The GANT credo
GANT is a company driven by a simple idea: Never Stop Learning. It’s a belief that has guided us since 1949 when Bernard Gantmacher founded a shirtmaking company in the college town of New Haven, Connecticut. We like asking questions. We questioned why preppy was confined to college campuses, and helped make it a global phenomenon. We questioned why shirts were white or blue, and ignited an explosion of color and pattern.
Today curiosity continues to drive us forwards. It unlocks creative thinking and has led to many of GANT’s shirtmaking innovations. But it’s a mindset that extends beyond the design studio. What we have learned is that life is better when you keep on asking questions. It helps you engage with the world around you. It leads to new discoveries and new experiences. That’s why we will Never Stop Learning. For GANT, it all began with shirts and we’ve never stopped reinventing them. Born in 1949, it’s a shirt that is rich in legacy and history. The combination of our founder Bernard Gantmacher's dedication to quality and his sons Marty and Elliot's sense for style and business proved to be a winning formula.
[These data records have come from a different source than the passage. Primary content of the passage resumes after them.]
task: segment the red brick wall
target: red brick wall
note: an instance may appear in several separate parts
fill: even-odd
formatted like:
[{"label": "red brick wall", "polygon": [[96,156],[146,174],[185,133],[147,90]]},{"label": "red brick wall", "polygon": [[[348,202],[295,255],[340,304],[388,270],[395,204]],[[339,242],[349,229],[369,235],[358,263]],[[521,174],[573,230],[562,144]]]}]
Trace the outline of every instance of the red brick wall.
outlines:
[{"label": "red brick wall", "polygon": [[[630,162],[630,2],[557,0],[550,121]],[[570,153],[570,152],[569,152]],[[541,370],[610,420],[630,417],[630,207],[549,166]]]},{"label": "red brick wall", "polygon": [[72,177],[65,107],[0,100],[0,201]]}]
The Start Of A Long Journey
The story of GANT begins with a Ukrainian boy in search of a better life who sailed to America, fell in love, found success and forever changed American style. Berl Gantmacher was a miller’s son from Miropol in Ukraine who, by the time he was a teenager, had already made his way from the Russian Empire to Rotterdam. From there he continued west, embarking on the S.S. Potsdam, a Holland America Line steamship, and sailing to New York City. Archives at Ellis Island record him arriving on November 12, 1907.
Like so many immigrants before him, he Americanized his name, changing Berl to Bernard. He enrolled in night classes at Columbia University’s College of Pharmacy but during the day he found work in the city’s bustling Garment District. It was hard work – he was as a “closer,” someone who assembles garments – but it developed his entrepreneurial zeal and taught him tailoring. It also introduced him to Rebecca Rose, a woman with a job sewing buttonholes and buttons. She would later become his wife.
From the outset, GANT was known for the quality of its shirts. In the early days, when the company was in the business of supplying shirts to other retailers, a discreet GANT trademark was added: a little diamond with a “G” in it stamped on the tail of the shirt. This mark was the customer’s assurance of quality just as much as the retailer’s label inside the collar. By the mid-1950s, the Diamond G had become part of the American menswear history – a distinctive sign of superior quality that helped make the signature shirts coveted best sellers, with demand far outstripping supply.